Maulida menyebut, pembangunan infrastruktur memang membutuhkan lahan dan akan berdampak pada alih fungsi lahan. Pembangunan dan pengoperasian PLTU, khususnya, berdampak pada merosotnya kesehatan warga dan kualitas lingkungan hidup.
“Dampak kesehatan memang masih perlu didalami. Tetapi temuan setidaknya sudah membuktikan kalau pembangunan infrastruktur perlu mempertimbangkan aspek hidup yang sehat dan nyaman. Aspek sosial harus memperhatikan hak-hak. Jadi dalam pembangunan mau tidak mau harus diperhatikan,” kata Maulida. “Transisi energi yang ideal itu yang layak dan menyejahterakan, bukan asal.”

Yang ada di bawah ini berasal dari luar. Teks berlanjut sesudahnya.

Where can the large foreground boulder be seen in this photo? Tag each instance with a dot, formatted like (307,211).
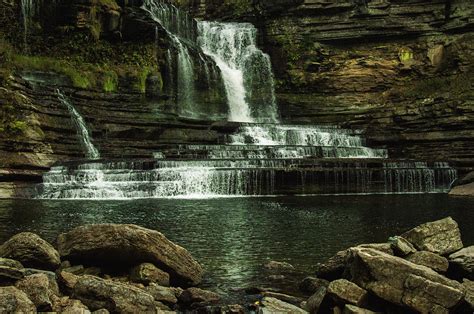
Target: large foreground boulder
(13,300)
(461,263)
(404,283)
(129,245)
(31,250)
(440,237)
(97,293)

Maulida menegaskan, dalam pembangunan dan wacana pemensiunan dini bagi masyarakat sekitar PLTU Cirebon 1, negara harus menjamin hak-hak sosial masyarakat, di antaranya hak atas pembangunan, hak atas lingkungan hidup yang baik dan sehat, dan hak partisipasi publik. Ketiga hak ini, ditemui tidak dijamin oleh negara. Lantaran pembangunan dilakukan tiba-tiba, terjadi beberapa kerusakan lingkungan, hingga minimnya partisipasi masyarakat.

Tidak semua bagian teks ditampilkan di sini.